ONE hundred Sussex students, UCU members and students from other universities marched through the campus of a snow-bound University of Sussex yesterday lunchtime.

The ‘Fight Privatisation – Take Control of Campus’ demonstration was called in support of the struggle against privatisation of the services at the university and in support of the students’ occupation of the Bramber House Conference Centre which has been continuing for over a month.

Addressing the students before the march commenced, Adriano Merola, a final year international relations student at Sussex, said: ‘Nature has done the job for us and closed down campus, but we have to make sure we shut it down by any means necessary.’

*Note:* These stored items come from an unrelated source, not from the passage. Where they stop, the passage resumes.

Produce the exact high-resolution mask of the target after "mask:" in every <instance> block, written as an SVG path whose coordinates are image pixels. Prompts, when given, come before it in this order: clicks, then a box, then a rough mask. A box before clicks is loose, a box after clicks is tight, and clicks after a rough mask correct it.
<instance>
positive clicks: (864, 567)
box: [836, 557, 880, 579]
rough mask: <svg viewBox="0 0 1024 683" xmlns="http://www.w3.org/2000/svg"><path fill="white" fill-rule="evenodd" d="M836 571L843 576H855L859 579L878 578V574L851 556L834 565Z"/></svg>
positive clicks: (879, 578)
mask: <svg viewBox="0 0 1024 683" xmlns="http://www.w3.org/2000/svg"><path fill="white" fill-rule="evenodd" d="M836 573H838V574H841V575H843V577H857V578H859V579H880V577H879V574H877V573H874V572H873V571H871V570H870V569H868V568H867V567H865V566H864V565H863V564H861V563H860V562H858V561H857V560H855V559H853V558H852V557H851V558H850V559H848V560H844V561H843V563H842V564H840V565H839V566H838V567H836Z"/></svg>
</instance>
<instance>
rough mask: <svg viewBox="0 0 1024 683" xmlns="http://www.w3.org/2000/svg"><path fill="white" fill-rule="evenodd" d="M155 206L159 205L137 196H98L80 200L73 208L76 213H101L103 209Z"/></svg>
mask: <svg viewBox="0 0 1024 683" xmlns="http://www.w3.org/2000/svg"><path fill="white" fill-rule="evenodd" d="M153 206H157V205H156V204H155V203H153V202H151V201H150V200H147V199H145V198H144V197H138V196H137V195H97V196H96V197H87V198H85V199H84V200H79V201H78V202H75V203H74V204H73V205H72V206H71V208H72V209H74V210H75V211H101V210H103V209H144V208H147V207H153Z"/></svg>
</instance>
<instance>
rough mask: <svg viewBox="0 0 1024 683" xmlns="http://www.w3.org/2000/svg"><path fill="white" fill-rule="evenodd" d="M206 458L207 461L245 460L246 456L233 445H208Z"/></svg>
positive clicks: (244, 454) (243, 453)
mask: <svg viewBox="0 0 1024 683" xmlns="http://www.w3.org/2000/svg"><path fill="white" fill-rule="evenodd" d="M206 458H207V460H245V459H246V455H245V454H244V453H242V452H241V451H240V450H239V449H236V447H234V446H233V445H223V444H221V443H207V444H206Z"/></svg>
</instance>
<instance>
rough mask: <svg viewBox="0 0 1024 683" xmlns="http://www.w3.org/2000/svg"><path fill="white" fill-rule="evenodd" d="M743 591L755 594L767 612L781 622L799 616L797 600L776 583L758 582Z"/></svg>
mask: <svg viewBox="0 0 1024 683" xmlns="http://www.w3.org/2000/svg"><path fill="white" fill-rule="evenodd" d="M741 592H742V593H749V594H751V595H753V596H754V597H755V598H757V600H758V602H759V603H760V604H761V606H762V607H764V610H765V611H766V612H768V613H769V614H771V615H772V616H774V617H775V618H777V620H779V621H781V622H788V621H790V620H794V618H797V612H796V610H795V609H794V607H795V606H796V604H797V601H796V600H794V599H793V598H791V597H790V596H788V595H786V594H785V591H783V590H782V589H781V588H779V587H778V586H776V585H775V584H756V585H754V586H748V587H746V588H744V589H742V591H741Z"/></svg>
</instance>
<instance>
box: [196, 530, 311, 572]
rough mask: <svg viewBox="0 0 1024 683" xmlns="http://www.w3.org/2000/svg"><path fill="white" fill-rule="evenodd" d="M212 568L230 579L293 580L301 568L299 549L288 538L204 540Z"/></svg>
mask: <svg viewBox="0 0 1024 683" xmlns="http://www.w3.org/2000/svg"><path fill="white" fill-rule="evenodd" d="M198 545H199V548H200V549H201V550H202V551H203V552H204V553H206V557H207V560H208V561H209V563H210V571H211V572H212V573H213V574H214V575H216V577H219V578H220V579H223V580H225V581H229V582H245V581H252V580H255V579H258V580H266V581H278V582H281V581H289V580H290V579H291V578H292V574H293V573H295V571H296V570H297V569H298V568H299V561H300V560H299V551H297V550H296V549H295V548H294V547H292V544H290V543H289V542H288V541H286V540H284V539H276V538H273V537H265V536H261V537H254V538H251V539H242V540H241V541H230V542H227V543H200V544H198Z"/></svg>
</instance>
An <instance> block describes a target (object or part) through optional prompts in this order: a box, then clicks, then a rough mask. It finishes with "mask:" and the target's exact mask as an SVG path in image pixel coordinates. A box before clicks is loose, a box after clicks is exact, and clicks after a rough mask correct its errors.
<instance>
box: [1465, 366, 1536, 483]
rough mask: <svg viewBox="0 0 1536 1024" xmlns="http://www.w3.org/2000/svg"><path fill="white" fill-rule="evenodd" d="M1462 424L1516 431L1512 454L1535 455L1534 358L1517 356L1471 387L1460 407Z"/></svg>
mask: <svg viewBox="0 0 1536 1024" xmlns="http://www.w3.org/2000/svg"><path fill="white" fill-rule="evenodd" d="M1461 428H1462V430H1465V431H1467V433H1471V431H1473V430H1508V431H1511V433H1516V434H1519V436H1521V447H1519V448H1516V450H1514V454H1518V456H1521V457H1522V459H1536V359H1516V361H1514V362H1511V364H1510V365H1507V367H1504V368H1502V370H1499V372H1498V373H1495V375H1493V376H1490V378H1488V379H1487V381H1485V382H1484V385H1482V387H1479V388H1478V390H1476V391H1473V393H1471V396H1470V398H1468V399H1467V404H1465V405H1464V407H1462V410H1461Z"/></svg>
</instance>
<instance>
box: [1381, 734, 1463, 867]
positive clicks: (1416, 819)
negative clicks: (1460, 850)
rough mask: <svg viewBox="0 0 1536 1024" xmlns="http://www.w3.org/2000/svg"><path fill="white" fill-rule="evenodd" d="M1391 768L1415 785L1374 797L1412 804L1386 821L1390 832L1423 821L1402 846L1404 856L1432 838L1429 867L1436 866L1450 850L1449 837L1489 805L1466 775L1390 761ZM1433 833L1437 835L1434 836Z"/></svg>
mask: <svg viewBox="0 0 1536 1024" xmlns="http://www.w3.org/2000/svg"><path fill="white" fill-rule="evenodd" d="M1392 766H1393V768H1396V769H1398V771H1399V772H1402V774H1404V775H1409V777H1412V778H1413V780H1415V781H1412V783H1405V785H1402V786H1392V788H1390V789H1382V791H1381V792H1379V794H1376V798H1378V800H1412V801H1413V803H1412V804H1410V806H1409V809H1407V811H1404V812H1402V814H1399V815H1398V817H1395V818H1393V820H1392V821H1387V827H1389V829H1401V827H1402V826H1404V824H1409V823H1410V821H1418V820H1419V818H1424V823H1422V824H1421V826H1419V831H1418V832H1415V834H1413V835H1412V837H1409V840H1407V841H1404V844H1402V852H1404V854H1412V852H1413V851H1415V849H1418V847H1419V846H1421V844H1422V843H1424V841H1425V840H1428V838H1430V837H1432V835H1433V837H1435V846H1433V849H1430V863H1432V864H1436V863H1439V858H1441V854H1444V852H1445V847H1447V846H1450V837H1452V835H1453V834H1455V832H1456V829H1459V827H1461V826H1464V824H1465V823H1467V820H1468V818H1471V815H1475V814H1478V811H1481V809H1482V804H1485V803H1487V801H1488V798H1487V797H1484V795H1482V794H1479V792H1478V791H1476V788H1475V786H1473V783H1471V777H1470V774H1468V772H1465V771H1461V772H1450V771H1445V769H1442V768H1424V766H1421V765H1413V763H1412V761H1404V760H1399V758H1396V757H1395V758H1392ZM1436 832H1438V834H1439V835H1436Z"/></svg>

Tom Hickey, UCU Chair University of Brighton, NEC member, said: ‘I think this is a pivotal struggle. The eyes of the whole education sector are on Sussex. Every employee in every university and future generations of students will owe a debt of gratitude to what the occupiers at Sussex are doing now.’

The demonstration was also supported by students from Royal Holloway, Goldsmiths, Slade and UCL.

Sally Hunt, General Secretary of the UCU, said of the occupation: ‘Today the occupiers at the University of Sussex are offering us all a lead in effective resistance to privatisation.

‘As staff in universities, we have a duty not only to support them but to come to their aid. They need collections of money to keep them going. They need tens of thousands of signatures on the on-line petition to register that they are not alone.

‘They need visiting delegations and speakers from trade union branches and student unions and community groups from across the country. They need their resistance to privatisation in education to link up with the campaigns against hospital closures and the reduction in fire-fighting cover and job cuts in the public sector.’